Some nodes may not forward what should be forwarded, leading to some legal transactions not being received, and some nodes may forward messages that should not be forwarded, such as some illegal transactions being forwarded. This is a practical problem we face.

Bitcoin Mining Difficulty Adjustment#

The smaller the target value, the greater the mining difficulty. Adjusting mining difficulty means adjusting the proportion of the target space in the entire output space.

The hash algorithm used in Bitcoin is SHA-256, which produces a 256-bit hash value. Therefore, the entire output space is 2 to the power of 256. Adjusting this proportion, i.e., the proportion of the target space to the output space, simply means how many leading zeros are required in the hash value. For example, for a 256-bit hash value, if a valid block requires the hash calculated to have at least 70 leading zeros, this is a simplified explanation, as the target value does not mean that the front is all zeros; from a certain position onward, it becomes ones.

The mining difficulty is inversely proportional to the target value, and the formula is: difficulty = difficulty 1 target / target. The above refers to the target value corresponding to when the mining difficulty is equal to 1; the minimum mining difficulty is 1, which corresponds to a very large target value.

That is, the larger the target, the easier the mining. Therefore, in the formula, a very large number divided by the current target value gives the current mining difficulty. Thus, the size of difficulty and target is inversely proportional.

Why adjust mining difficulty? What problems would arise if it were not adjusted? If the total computational power in the system increases, and the mining difficulty remains unchanged, the block generation time will become shorter and shorter.

What problems would arise if the block generation time becomes shorter?
For example, if a block is generated in less than a second, the time required for the block to propagate in the network may take tens of seconds, and the underlying Bitcoin network may take tens of seconds for other nodes to receive it. Before other nodes receive this block, they will continue to expand along the existing blockchain. If two nodes simultaneously publish a block, this will lead to forks.
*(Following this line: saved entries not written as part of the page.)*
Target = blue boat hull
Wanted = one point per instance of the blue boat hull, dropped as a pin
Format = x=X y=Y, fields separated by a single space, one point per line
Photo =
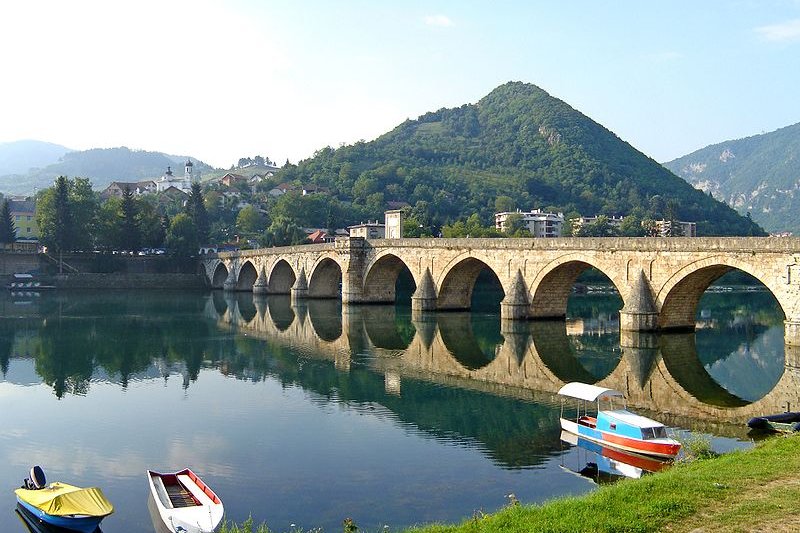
x=84 y=524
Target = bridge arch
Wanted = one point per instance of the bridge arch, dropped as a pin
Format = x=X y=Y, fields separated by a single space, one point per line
x=458 y=337
x=552 y=287
x=680 y=295
x=247 y=277
x=281 y=277
x=219 y=276
x=325 y=280
x=381 y=278
x=458 y=282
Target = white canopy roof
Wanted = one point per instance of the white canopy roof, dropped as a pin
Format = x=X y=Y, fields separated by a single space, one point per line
x=590 y=393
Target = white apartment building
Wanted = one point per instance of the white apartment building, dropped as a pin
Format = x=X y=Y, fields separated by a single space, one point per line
x=578 y=223
x=539 y=223
x=664 y=228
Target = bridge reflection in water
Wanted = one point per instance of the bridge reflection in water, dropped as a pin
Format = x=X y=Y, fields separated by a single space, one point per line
x=528 y=360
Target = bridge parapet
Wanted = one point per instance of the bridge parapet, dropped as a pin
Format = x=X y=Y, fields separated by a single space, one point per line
x=660 y=280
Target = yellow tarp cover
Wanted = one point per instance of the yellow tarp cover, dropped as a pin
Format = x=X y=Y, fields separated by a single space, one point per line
x=60 y=499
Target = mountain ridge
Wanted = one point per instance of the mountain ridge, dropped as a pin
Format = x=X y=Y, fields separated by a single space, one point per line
x=101 y=165
x=758 y=174
x=518 y=141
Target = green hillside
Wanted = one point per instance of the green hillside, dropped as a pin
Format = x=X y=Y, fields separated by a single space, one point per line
x=519 y=142
x=759 y=175
x=20 y=156
x=101 y=166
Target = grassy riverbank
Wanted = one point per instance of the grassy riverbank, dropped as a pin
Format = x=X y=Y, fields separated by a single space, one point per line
x=757 y=489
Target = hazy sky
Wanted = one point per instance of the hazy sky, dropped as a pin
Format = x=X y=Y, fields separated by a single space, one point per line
x=222 y=80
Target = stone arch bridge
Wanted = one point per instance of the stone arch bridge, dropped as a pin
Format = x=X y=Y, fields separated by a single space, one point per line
x=660 y=373
x=659 y=280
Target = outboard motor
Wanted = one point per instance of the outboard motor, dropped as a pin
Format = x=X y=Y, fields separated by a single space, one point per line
x=37 y=480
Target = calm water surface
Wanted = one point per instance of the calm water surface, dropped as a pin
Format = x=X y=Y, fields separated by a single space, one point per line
x=302 y=416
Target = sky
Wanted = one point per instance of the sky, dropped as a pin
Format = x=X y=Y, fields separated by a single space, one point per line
x=221 y=80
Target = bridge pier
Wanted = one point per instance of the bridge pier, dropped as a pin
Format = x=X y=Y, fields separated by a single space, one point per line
x=791 y=358
x=230 y=281
x=424 y=298
x=515 y=304
x=260 y=286
x=351 y=252
x=300 y=287
x=639 y=313
x=791 y=333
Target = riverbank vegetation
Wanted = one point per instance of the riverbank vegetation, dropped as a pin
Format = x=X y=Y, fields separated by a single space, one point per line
x=745 y=490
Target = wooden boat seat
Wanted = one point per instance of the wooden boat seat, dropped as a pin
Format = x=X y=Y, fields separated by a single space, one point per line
x=200 y=497
x=173 y=496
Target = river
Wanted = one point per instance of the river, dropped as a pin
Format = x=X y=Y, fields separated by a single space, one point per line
x=304 y=415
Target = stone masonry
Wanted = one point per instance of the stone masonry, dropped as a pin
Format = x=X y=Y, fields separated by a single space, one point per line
x=660 y=280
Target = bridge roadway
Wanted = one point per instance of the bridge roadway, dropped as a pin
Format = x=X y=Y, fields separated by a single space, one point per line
x=660 y=280
x=659 y=373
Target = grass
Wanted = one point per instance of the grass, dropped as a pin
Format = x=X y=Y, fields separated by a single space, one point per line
x=744 y=490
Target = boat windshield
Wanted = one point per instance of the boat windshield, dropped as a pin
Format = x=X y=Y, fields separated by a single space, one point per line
x=659 y=432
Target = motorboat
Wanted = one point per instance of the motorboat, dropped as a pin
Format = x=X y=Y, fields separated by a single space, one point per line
x=62 y=505
x=602 y=463
x=184 y=502
x=788 y=422
x=602 y=417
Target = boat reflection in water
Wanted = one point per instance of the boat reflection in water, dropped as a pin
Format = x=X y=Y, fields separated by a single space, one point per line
x=33 y=524
x=602 y=464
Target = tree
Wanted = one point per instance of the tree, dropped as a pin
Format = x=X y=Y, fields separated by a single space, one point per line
x=84 y=206
x=181 y=240
x=8 y=232
x=249 y=220
x=196 y=209
x=54 y=216
x=131 y=233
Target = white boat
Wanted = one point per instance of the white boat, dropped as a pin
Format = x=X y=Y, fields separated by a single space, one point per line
x=618 y=428
x=184 y=503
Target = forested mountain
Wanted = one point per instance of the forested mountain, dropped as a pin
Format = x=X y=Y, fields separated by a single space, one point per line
x=19 y=157
x=759 y=175
x=516 y=142
x=101 y=166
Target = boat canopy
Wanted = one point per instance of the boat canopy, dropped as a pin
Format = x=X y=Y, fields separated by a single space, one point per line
x=61 y=499
x=590 y=393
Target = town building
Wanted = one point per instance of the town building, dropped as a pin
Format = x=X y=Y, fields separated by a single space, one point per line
x=117 y=188
x=370 y=230
x=539 y=223
x=674 y=228
x=183 y=183
x=579 y=222
x=230 y=179
x=394 y=224
x=23 y=213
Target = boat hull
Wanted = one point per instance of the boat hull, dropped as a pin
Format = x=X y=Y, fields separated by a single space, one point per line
x=629 y=444
x=84 y=524
x=783 y=422
x=202 y=516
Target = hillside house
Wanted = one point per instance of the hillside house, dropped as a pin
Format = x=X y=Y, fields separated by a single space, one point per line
x=182 y=183
x=138 y=188
x=368 y=230
x=23 y=213
x=230 y=179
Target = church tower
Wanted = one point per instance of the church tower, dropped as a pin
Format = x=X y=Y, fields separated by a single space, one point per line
x=188 y=171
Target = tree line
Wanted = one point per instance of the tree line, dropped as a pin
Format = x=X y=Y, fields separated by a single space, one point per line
x=71 y=218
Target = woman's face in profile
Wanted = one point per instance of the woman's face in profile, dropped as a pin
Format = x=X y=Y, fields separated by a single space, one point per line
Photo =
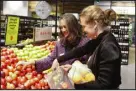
x=89 y=28
x=63 y=27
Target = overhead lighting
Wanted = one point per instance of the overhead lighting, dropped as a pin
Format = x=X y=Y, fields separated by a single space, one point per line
x=14 y=5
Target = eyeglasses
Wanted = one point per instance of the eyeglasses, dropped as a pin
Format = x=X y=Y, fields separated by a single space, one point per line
x=61 y=27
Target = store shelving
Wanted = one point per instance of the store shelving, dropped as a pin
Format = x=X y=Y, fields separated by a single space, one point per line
x=120 y=30
x=26 y=26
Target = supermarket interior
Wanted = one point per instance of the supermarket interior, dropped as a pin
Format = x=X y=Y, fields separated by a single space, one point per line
x=29 y=31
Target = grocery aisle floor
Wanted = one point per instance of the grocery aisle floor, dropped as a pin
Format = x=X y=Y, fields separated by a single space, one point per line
x=128 y=72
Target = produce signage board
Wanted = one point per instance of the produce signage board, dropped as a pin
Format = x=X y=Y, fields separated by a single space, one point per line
x=42 y=33
x=12 y=30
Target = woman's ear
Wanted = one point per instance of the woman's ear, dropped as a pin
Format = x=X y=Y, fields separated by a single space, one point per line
x=96 y=22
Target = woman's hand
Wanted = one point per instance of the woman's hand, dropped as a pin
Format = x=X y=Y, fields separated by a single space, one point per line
x=66 y=67
x=25 y=63
x=55 y=64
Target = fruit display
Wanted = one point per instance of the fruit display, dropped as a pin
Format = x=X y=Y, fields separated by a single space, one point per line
x=58 y=79
x=18 y=77
x=27 y=41
x=33 y=53
x=79 y=73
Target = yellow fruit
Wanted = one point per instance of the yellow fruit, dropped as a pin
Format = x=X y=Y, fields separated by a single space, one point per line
x=89 y=77
x=83 y=72
x=77 y=78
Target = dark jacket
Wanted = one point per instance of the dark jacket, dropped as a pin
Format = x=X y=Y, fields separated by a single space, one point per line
x=105 y=61
x=60 y=49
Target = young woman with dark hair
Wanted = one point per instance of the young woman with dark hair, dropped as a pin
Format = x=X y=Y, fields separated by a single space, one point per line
x=70 y=37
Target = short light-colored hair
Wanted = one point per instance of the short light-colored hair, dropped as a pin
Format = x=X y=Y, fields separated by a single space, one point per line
x=94 y=12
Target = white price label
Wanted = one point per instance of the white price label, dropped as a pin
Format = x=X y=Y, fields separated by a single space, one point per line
x=43 y=33
x=43 y=9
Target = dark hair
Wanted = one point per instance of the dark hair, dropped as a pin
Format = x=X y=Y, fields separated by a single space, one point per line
x=74 y=29
x=94 y=12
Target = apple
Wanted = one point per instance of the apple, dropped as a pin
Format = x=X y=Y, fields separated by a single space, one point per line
x=36 y=79
x=33 y=87
x=10 y=68
x=15 y=83
x=22 y=73
x=3 y=65
x=33 y=67
x=11 y=51
x=27 y=84
x=19 y=67
x=38 y=86
x=34 y=73
x=18 y=79
x=45 y=82
x=28 y=70
x=10 y=86
x=46 y=87
x=3 y=53
x=8 y=61
x=14 y=66
x=14 y=76
x=21 y=86
x=4 y=49
x=3 y=87
x=29 y=76
x=42 y=83
x=64 y=85
x=23 y=79
x=8 y=79
x=6 y=72
x=3 y=81
x=17 y=72
x=8 y=53
x=2 y=74
x=39 y=76
x=3 y=59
If the block generation time becomes shorter and shorter, such forks will become the norm, and not only will there be bifurcations, but there may be many forks. For example, if 10 blocks are mined simultaneously, the system may experience 10 forks.

If there are too many forks, it is not beneficial for the system to reach consensus, and it endangers the security of the system. The Bitcoin protocol assumes that most computational power is held by honest miners. The stronger the total computational power in the system, the better the security, because it becomes increasingly difficult for malicious nodes to control 51% of the computational power. If they control 51% of the computational power, they can do many bad things, such as forking attacks.
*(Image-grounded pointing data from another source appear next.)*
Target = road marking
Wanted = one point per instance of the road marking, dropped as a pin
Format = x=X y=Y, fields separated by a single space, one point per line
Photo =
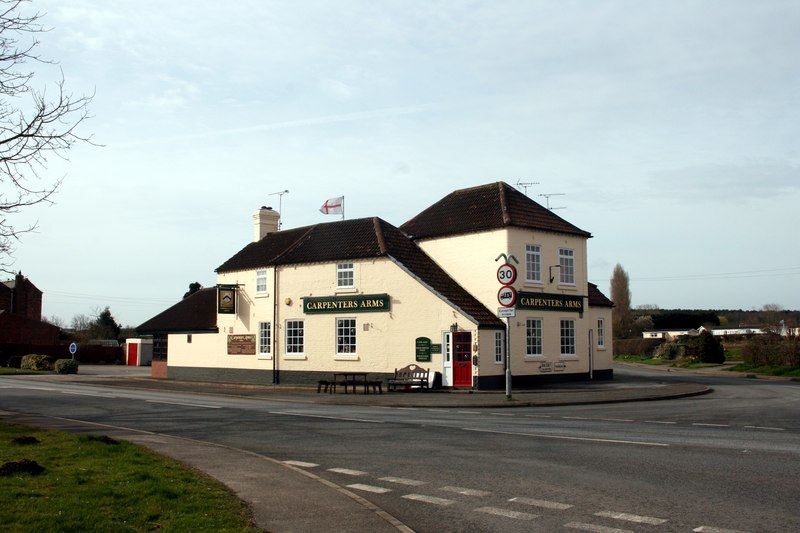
x=707 y=529
x=403 y=481
x=92 y=394
x=466 y=492
x=632 y=518
x=301 y=464
x=542 y=503
x=565 y=437
x=186 y=404
x=347 y=471
x=595 y=528
x=428 y=499
x=369 y=488
x=506 y=513
x=303 y=415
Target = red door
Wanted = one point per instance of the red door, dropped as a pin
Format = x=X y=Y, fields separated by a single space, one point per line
x=462 y=359
x=133 y=354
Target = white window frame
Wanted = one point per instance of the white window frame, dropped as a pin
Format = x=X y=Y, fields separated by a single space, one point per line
x=566 y=262
x=601 y=333
x=265 y=339
x=567 y=335
x=534 y=325
x=499 y=347
x=261 y=282
x=345 y=275
x=294 y=339
x=533 y=263
x=346 y=337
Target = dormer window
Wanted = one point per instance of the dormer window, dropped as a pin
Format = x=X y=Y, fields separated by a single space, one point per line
x=345 y=276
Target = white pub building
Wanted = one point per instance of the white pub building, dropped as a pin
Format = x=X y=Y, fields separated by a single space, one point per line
x=296 y=305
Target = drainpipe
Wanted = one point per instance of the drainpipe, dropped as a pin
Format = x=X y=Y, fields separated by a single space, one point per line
x=275 y=329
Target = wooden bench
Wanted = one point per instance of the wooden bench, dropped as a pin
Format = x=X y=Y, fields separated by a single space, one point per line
x=409 y=377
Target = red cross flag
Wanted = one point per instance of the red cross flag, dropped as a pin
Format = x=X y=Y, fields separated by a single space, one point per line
x=333 y=206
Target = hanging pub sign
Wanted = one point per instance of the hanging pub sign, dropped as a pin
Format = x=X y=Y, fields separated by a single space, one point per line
x=226 y=299
x=360 y=303
x=241 y=344
x=423 y=349
x=549 y=302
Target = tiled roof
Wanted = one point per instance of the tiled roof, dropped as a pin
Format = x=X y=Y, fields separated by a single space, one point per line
x=485 y=208
x=195 y=313
x=357 y=239
x=597 y=298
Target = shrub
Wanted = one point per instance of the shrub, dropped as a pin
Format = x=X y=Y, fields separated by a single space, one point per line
x=67 y=366
x=36 y=362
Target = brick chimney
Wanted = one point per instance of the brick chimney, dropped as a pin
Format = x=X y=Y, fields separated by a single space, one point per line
x=265 y=221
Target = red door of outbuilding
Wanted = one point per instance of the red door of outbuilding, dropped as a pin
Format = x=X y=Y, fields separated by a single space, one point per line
x=133 y=354
x=462 y=359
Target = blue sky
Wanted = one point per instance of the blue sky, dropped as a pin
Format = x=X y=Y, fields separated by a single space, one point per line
x=669 y=130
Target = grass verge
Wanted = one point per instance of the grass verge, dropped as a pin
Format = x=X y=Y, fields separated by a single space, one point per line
x=99 y=484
If there are many forks later, a transaction in a certain block may be subject to a forking attack, as malicious nodes will attempt to roll it back. Because with more forks behind, computational power will be dispersed, increasing the probability of malicious nodes succeeding. At this point, malicious nodes may not need 51% of the computational power; perhaps 10% will suffice. Therefore, shorter block generation times are not necessarily better.

Is a 10-minute block generation time optimal? Not necessarily. Other values can be changed; there should just be a constant range. The Ethereum system has reduced the block generation time to 15 seconds, making Ethereum's block generation speed 40 times that of Bitcoin.

After significantly reducing block generation time, Ethereum had to design a new protocol called Ghost. In this protocol, these forks and the orphan blocks (i.e., blocks that are discarded after the longest valid chain is produced) cannot be discarded but must also be rewarded; this is called uncle reward. Ethereum also needs to adjust mining difficulty to keep the block generation time around 15 seconds.

Having discussed why mining difficulty needs to be adjusted, let’s talk about how to adjust mining difficulty. The Bitcoin protocol stipulates that the target value must be adjusted every 2016 blocks, which is approximately every two weeks.

The specific adjustment formula is: target = target × (actual time / expected time). Actual time refers to the actual time taken to produce 2016 blocks, while expected time refers to the time it should take to produce 2016 blocks, i.e., 2016 × 10 minutes.

If the actual time exceeds two weeks, meaning the average block generation time exceeds 10 minutes, then the mining difficulty should be adjusted downwards to make block generation easier. Therefore, the target calculated by this formula will increase, thus decreasing the difficulty.

In practice, both upward and downward adjustments have a fourfold limit. If the actual time exceeds eight weeks, then when calculating the formula, it can only be calculated as four times, and the target value can increase by at most four times.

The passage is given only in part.